The relationship didn't happen overnight; in fact, it took a long time before it was made official.
The funny thing is I remember feeling like the third wheel for the majority of time we were freshly getting to know each other. I met him through my friend and they would often hang out. I would always get invited to join the fun. We got to know each other but at the beginning I wasn't into it. I was just looking for friends, not a hook up, definitely not a relationship.
I remember when Jess told me he liked me. LIKED ME. What does that mean? I like him too, we're all having fun. No, he really likes you, wants to pursue something more than just friends. Oh. This made me nervous. Interestingly enough I didn't get much 'action' in high school, never had a boyfriend, didn't understand the world of hooking up. I was enjoying the fun we were having. It was innocent, no pressure, it was just friends hanging out with friends.
And then I caught the feelings.
I remember when I realized I liked him, more than a friend, and felt nervous, scared, can he tell I actually like him? I didn't know what to do. I didn't want to act different, or be super obvious, but you know, friends like to talk so word got around that "SHE LIKES YOU!"

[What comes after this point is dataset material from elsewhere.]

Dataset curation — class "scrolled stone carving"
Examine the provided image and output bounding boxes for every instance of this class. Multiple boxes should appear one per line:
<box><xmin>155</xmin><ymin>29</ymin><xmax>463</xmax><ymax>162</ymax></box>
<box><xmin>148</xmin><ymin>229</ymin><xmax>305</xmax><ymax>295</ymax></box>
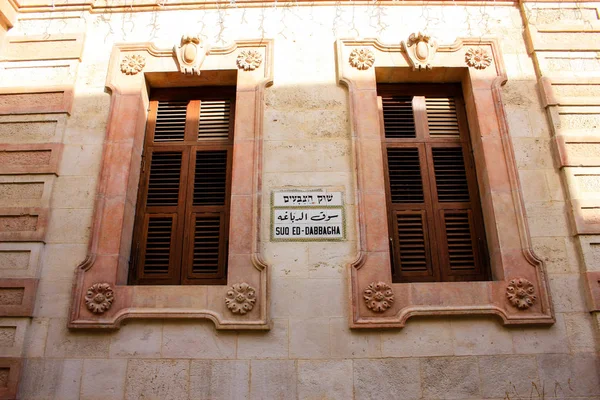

Everything for the most part kept the same. We hung out with the same friends while getting to know each other better. Everything moved really slow, which I liked. One night we were hanging out with the same friends we always hung out with, found ourselves alone and kissed.
We decided to pursue whatever it was we were pursuing. It was fun, innocent, and we liked each other. We weren't official, as in boyfriend or girlfriend, we were just two people who liked each other. After so many months, I realized I wanted Chris to be my boyfriend. At the time he wasn't really into titles, or didn't care, and said "why does it matter? I like you, you like me, I'm not seeing any one else, I don't think you're seeing anyone else, we're just doing us." I agreed, but I never had a boyfriend before and I always wanted one.
So I asked him.
It was September 26, 2008. We went to the Irvine Spectrum to watch the shitty Shia LeBouf Movie, Eagle Eye. We were driving home and I asked, "Will you be my boyfriend?" He smiled. He said yes. And, well, the rest is history.
We've been together longer than eight years, but officially, today marks eight years. He's my favorite person. I love doing life with him and I can't ever picture doing life with anyone else.